Samenvatting
- Hoewel velen het anders zouden willen, zijn dierproeven nog steeds van grote betekenis voor het biomedisch onderzoek. De beantwoording van fundamentele vragen op het gebied van kanker of chronische ziekten, maar ook het wettelijk verplicht registreren en vrijgeven van vaccins of geneesmiddelen is niet mogelijk zonder studies met dieren.
- Uitgangspunt van de bestaande wetgeving op het gebied van dierproeven is het principe van ‘verantwoord gebruik’. Belangrijke aspecten hierin zijn opleiding en training van hen die met proefdieren werken, het toezicht op het welzijn van proefdieren en de ethische toetsing van voorgesteld onderzoek.
- Daarnaast gaat om diverse redenen veel aandacht uit naar de mogelijkheden om het gebruik van proefdieren te vervangen, te verminderen of te verfijnen, de zogenaamde 3V’s. Op dit terrein is veel vooruitgang geboekt.
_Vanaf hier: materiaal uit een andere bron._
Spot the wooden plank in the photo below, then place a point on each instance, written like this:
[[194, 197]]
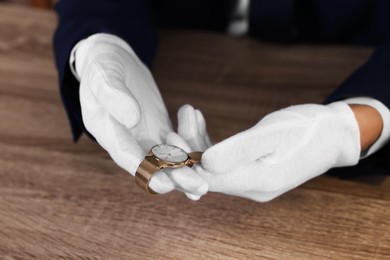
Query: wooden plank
[[61, 200]]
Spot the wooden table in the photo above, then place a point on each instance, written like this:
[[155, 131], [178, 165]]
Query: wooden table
[[65, 200]]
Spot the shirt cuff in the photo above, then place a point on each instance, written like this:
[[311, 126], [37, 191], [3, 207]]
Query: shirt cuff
[[385, 114]]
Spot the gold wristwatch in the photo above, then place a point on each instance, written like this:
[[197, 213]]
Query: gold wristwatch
[[163, 156]]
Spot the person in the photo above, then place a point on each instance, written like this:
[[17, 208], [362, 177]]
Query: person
[[104, 52]]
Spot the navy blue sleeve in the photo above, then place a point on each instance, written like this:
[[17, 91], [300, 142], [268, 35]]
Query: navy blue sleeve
[[373, 78], [132, 20]]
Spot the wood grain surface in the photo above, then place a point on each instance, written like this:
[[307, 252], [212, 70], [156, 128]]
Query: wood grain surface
[[60, 200]]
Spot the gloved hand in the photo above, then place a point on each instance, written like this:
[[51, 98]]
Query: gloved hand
[[285, 149], [123, 109]]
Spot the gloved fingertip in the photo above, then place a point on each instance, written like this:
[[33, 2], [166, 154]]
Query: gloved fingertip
[[161, 183], [212, 160], [175, 139], [193, 197], [184, 109]]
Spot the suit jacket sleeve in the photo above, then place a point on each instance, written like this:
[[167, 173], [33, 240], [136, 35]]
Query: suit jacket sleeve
[[129, 19], [373, 78]]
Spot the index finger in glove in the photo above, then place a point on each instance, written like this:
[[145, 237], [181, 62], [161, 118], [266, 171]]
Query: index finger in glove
[[109, 90], [192, 127], [256, 143]]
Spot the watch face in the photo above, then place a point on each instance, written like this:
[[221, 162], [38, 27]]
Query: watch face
[[169, 153]]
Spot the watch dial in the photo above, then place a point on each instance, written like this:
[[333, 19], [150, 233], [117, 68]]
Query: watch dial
[[169, 153]]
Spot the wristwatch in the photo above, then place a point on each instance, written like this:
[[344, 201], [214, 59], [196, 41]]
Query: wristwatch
[[163, 156]]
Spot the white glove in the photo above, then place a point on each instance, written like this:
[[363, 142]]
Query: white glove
[[282, 151], [123, 109]]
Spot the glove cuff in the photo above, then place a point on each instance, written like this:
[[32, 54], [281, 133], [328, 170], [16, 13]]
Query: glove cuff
[[347, 134]]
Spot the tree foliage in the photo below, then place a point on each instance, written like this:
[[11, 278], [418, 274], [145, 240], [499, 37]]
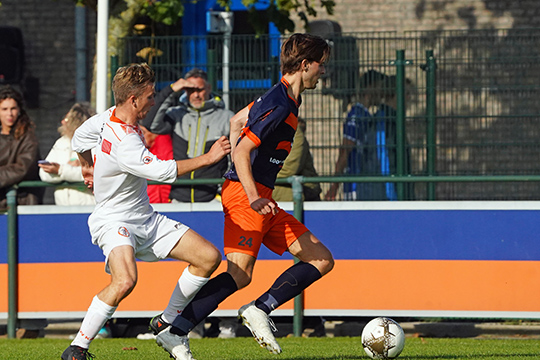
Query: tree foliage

- In Nederland is het aantal dieren voor onderzoek de afgelopen 25 jaar met 50 gereduceerd. De laatste jaren echter wisselen een lichte daling en stijging elkaar af, dit als gevolg van wetenschappelijke en maatschappelijke ontwikkelingen, zoals het beschikbaar komen van genetisch gemodificeerde dieren en de toenemende behoefte aan productveiligheid.
- Dit maakt dat het proefdier voorlopig onmisbaar zal blijven in het biomedisch onderzoek. Wel zal het belang van dierproeven veranderen en meer komen te liggen bij het bevestigen van resultaten die met proefdiervrije methoden zullen worden gegenereerd.